Nem uma fala, nem um e-mail, mensagem ou sequer uma pista. Olho nas ruas enquanto estou andando para entrar no carro, estacionar para ver se estou sendo seguido. Nem sombra.
Eu sempre tive muito medo desse tipo de coisa, mas não me lembro de ter comentado com ninguém que tenho superstições. Nem com minha mulher, com quem sou casado há tantos anos.
Depois disso nem no trabalho tenho sido produtivo como antes . Eu não faltava no serviço, sempre fui todo certinho e pontual, mas precisei tirar uns dias de descanso, fui ao médico, sentia febre, calafrios, fiquei em casa, tinha forças apenas para ir do sofá para a cama, sem energia para fazer muita coisa, comendo pouco, tomando um relaxante muscular e sentindo uma sede cortante, eu precisava beber muita água gelada como que para refrescar minhas entranhas.
Melhorei um pouco e voltei ao trabalho, eu precisava entregar relatórios e despachar documentos. Sou há uma década encarregado do setor de contabilidade de uma empresa. Não faço ideia se algum funcionário ou ex-empregado me deseja o pior. Essa dúvida me consome.

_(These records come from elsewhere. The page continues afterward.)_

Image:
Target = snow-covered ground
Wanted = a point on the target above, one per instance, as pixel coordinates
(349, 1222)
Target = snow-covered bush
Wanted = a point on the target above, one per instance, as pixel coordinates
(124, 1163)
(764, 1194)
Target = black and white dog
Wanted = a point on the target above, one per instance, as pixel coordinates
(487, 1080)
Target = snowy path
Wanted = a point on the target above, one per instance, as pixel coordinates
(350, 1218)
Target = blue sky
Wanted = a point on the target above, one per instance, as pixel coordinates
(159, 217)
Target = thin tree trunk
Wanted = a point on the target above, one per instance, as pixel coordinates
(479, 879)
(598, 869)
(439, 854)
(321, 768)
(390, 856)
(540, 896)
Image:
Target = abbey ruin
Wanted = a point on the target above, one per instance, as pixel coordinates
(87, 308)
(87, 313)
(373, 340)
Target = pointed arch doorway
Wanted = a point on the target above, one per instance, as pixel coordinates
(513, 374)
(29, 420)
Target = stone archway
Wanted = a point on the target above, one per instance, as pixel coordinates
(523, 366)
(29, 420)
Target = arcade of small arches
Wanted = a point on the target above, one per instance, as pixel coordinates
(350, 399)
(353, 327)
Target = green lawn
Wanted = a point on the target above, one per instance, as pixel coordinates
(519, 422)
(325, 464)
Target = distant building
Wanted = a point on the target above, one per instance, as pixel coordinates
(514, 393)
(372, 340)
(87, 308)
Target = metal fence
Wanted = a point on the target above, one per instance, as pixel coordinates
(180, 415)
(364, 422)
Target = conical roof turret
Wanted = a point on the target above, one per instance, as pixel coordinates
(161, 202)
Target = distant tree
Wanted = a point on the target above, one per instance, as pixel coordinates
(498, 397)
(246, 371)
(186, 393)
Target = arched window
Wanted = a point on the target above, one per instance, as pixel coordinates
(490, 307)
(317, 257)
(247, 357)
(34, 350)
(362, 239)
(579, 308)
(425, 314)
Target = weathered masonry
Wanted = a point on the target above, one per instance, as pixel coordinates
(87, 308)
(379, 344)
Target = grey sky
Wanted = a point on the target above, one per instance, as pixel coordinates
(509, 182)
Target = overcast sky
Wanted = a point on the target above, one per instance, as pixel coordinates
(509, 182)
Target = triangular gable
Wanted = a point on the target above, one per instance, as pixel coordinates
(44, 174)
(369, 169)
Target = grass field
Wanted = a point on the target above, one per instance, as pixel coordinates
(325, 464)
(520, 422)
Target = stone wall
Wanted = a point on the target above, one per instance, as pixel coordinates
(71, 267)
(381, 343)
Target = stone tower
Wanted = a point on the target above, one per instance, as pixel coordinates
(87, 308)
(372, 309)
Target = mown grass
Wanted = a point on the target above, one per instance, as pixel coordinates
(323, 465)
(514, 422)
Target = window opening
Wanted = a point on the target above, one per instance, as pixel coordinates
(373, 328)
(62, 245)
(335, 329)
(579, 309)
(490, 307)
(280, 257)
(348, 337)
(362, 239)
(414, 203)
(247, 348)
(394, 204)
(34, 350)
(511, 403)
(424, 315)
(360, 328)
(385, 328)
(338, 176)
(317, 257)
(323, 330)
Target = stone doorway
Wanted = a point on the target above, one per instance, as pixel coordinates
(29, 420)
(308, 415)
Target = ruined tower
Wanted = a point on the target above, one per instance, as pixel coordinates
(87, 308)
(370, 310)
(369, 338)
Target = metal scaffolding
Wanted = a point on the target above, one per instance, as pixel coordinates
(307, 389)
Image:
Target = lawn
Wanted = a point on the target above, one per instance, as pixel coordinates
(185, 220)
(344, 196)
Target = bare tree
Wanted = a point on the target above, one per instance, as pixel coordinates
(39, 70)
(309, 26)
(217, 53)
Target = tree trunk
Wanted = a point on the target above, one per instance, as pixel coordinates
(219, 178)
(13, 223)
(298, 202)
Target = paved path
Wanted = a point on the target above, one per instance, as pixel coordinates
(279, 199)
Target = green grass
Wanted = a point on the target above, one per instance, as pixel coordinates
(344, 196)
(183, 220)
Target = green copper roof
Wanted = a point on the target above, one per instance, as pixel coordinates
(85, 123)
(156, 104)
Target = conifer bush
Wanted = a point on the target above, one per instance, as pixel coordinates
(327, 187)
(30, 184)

Procurei o padre da igreja aqui do bairro. Fui no sábado antes do horário que eu imaginava que teria missa. Ele não me conhecia, Faz tanto tempo que eu não entrava ali que nunca tinha visto o pároco que está há anos na igreja Nossa Senhora dos Aflitos. Até o nome da igreja, aiiii...
Somente para ele em confissão contei o ocorrido.
Padre Atílio, um homem que deve ter menos de cinquenta anos, disse para eu ficar calmo, que Deus é todo poderoso, mandou rezar para os meus anjos da guarda e indicou a leitura de uns salmos da bíblia.
Chegando em casa procurei uma bíblia velha empoeirada no fundo de um guarda-roupa do quarto que deixamos arrumado para quando algum sobrinho ou prima vem nos visitar. Deu trabalho, depois de tossir bastante, e abrir caixas e mais caixas com fotografias antigas achei o livro sagrado com capa de couro e zíper gasto no fundo de uma das gavetas.
Ao acordar e toda noite antes de dormir eu rezo como o padre indicou e peço proteção. A imagem do boneco macabro não saí da minha memória.
Pensar que quem fez isso contra mim pode fazer de novo é o que me angustia.